True the Vote is a voter integrity initiative launched by the Houston tea party group King Street Patriots. The group held a national summit last year featuring some of the right’s most incendiary speakers, such as Andrew Breitbart, The Texas Independent reported. According to the Independent, “representatives from more than 25 states attended the two-day national summit in Houston to receive training and information about the conservative organization’s efforts to combat voter fraud.”

Catherine Engelbrecht, the president of King Street Patriots, said during the group’s summit that she is hoping to mobilize teams of three people to watch over every voting precinct in the country. That would add up to roughly 1 million right-wing tea party volunteers nationwide by the 2012 general election, the Independent reported.

Judicial Watch’s recent announcement, which is being circulated by at least one Florida tea party group, says the organizations are launching an “Election Integrity Project” spurred from an “ investigation based upon publicly available data indicates voter rolls.”

According to Judicial Watch, “the following states appear to contain the names of individuals who are ineligible to vote: Mississippi, Iowa, Indiana, Missouri, Texas, Ohio, Pennsylvania, West Virginia, Florida, Alabama, California, and Colorado.”

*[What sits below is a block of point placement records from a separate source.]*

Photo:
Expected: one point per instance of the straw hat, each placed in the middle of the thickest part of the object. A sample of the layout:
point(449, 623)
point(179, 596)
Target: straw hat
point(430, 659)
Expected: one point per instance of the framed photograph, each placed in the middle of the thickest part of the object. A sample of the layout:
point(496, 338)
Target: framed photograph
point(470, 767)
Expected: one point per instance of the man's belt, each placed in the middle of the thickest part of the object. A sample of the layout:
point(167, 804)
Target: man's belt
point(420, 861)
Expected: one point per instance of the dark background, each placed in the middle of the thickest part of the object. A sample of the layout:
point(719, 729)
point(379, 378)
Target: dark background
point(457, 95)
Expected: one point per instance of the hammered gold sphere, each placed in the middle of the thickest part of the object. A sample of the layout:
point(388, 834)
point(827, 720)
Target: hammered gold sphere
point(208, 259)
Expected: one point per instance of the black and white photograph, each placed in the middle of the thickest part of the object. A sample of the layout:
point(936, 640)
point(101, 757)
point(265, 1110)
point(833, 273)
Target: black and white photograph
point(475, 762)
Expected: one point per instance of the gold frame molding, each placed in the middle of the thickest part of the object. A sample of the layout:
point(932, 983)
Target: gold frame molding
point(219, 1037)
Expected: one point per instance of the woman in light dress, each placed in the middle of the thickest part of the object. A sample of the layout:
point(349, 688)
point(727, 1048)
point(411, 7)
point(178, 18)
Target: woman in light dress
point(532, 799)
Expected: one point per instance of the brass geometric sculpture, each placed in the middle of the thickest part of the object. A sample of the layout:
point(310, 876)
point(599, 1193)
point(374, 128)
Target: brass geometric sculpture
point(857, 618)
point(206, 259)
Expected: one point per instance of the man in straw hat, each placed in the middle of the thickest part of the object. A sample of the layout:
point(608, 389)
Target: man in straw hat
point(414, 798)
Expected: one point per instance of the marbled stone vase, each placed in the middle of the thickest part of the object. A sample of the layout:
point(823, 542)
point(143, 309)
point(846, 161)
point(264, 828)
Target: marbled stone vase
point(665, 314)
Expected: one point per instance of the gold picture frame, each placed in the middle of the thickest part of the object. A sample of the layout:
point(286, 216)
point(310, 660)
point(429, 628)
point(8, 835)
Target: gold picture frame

The group reports that it sent “initial warning letters on February 7, 2012, to election officials in Indiana and Ohio, as well as letters of inquiry to Florida and California officials, investigating problematic voting lists in those states.” The groups says they are launching this project because “election fraud was a significant concern during the 2008 and 2010 election seasons,” and states are currently poised to see rampant voter fraud in this year’s elections.

“President Obama and the Holder Justice Department evidently have no interest in clean elections this year, so this responsibility has now fallen to Judicial Watch,” Judicial Watch President Tom Fitton said in a statement. ”And given the rampant election fraud that occurred during the last two election cycles, this is a matter of the highest priority as we head into the 2012 election season. It is simply impossible to have any faith in the integrity of an election where dead people remain on the voting rolls. This is a recipe for voter fraud and stolen elections.”

Tea party and other right-wing groups have already been decrying looming voter fraud as the 2012 election approaches. In Florida, groups are preparing to get right-wing activists to man polling locations on election day.

In Colorado, Secretary of State Scott Gessler is known for his claims that voter fraud is a large problem in the state.